This week, our church is hosting Howard County's "Cold Weather Shelter"--the overflow shelter for the area, hosted by a different church each week during the colder months, and administered by Grassroots, our area's crisis counseling center. What this means is that there are around 25 men and women, 5 children and 1 infant living in our church building at the moment, sleeping on foam mats on the floor, eating breakfast and dinner, watching TV, taking a shower, and generally doing life. It makes for an interesting week.
Last night, my daughter's Brownie troop was in charge of making bag lunches for everyone. We assembled them at one family's house, and then seven 8 and 9 year old girls and about 5 parents brought them to the church. Before making sandwiches, I sat with the girls and talked a little about why people might be homeless, and what we can do to help. I've had this talk with kids before, and I began as I usually do by asking, "If, for some reason, you and your family could no longer live in your house, where do you think you would go to live?"
I ask this question in order to help kids think about their "social safety net" and how important it is. So, most of the time, kids talk about staying with their extended families or their friends. Then, I can point out how much we rely on each other, and how we need to become the extended family of people who don't have those connections for whatever reason.
Last night, a number of the girls did talk about staying with family, with their friends or with their parents' friends. But the conversation took a slightly different turn that I expected when the first girl to answer my question said quite thoughtfully, "Well, in the winter, I think we would go stay in the Cold Weather Shelter. In the summer I think we would be alright sleeping outside, or staying in a tent." Her mother, who was standing next to me, looked a little shocked at the idea of their family of five living outside, but the girl didn't seem particularly anxious about it. Then another Brownie suggested her family's plan would be to "live in the woods and build a log cabin for the winter." That got another girl going on how she had visited Lafayette Park in DC and seen people sleeping on park benches there. She had given one of them the fifty cents she had on her. The other girls nodded in approval.

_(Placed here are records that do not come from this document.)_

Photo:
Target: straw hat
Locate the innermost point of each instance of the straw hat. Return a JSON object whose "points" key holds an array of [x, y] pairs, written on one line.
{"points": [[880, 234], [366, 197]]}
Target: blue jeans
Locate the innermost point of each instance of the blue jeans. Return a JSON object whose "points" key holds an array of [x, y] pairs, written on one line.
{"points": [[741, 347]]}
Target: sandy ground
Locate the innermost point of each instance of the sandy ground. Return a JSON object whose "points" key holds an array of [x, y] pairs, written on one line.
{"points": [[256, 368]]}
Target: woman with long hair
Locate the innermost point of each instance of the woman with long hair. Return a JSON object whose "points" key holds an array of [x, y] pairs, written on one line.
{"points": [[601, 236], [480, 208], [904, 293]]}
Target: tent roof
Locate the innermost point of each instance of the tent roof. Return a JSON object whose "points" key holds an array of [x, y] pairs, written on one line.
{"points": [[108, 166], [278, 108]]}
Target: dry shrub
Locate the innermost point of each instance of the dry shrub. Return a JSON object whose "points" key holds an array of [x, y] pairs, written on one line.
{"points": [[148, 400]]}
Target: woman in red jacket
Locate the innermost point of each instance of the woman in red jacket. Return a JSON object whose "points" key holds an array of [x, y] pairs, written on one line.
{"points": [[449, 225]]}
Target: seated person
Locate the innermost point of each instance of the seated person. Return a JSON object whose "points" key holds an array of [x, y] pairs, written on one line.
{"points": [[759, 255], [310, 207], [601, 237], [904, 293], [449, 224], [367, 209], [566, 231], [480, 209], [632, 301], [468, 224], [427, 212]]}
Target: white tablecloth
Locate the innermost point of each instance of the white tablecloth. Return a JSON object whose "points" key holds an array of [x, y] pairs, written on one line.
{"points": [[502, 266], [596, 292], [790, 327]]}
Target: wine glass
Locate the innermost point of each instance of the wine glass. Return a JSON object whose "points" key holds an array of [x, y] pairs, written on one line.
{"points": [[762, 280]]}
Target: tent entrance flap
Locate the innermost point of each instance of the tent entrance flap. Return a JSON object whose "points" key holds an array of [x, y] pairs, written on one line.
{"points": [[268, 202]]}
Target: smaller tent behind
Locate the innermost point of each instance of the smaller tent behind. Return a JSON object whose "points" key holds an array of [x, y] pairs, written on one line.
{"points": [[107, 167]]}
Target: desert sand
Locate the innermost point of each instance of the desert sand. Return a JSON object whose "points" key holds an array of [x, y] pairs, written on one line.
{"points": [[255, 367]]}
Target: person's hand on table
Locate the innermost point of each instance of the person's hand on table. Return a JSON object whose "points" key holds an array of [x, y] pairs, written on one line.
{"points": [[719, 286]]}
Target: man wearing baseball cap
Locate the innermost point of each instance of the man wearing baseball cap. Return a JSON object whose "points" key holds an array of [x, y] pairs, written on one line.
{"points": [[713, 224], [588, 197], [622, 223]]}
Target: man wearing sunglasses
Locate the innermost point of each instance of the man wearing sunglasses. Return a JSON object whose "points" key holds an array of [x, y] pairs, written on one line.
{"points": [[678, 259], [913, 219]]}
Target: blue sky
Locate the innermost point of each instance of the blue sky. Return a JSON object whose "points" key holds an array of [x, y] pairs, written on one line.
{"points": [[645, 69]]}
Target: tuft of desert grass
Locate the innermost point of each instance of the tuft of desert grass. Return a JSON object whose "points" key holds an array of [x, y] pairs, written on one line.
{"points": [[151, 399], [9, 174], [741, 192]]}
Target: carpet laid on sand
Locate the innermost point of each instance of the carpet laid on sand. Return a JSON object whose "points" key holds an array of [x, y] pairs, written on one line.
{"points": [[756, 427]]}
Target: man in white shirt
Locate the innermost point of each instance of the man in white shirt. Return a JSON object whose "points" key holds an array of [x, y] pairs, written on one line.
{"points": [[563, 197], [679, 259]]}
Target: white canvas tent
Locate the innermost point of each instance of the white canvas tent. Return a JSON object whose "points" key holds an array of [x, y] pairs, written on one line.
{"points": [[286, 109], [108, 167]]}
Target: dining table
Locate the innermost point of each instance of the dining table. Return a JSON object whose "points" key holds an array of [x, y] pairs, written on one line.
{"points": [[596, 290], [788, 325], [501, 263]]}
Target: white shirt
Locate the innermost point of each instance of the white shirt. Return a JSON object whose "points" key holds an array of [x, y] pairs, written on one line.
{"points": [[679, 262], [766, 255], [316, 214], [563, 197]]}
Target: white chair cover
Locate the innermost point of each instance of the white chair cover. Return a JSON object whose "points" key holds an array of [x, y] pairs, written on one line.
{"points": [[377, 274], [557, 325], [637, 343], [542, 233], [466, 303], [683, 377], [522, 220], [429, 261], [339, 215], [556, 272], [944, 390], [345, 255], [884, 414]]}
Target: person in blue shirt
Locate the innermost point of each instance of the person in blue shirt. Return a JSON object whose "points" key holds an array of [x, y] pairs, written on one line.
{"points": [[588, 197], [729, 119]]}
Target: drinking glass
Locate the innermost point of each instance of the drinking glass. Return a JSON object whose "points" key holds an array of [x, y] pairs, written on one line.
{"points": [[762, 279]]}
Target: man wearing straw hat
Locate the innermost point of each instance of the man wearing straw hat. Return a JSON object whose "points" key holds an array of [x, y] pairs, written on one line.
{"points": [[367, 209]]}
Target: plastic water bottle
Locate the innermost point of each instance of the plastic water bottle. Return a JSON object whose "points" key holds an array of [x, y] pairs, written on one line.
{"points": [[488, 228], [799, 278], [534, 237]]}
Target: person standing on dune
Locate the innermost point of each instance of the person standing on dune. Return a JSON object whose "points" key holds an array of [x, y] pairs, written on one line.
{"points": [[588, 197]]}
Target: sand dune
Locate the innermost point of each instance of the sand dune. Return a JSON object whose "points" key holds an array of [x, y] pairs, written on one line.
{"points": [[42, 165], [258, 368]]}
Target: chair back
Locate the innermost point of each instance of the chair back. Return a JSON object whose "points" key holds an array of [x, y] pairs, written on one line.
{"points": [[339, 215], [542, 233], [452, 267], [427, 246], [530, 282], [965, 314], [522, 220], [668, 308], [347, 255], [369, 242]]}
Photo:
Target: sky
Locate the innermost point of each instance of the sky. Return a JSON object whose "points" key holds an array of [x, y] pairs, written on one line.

I was intrigued. My plan had been to highlight the things that prevent homelessness, but instead these girls jumped right to imagining themselves as homeless, living in a shelter, in the woods or even on a park bench. It's not a bad way to build empathy. When we brought the lunches to the church, all the girls were disappointed the kids weren't "home", but had gone to the library. As we drove back home, we passed the central library, and one of the girls pointed it out. "That's where the kids are now," she said, peering out the window. "They're probably doing their homework, or playing on the computer." She clearly was imagining herself in their situation.
I wish we could have experiences like that every week, every month. There are plenty of places where adults can volunteer to help homeless or poor people, but very few places for kids to do so in a direct way. And going to a shelter or a meal program is not the same as meeting and serving people in your own church, which in many ways is like your own home. I love to see people from KC just hanging around and talking to the shelter guests--everyone seems relaxed and at ease around each other. Our care for each other feels more natural in such a setting. It feels familial, friendly. It feels like the beginnings of a social (and not just an institutional) safety net.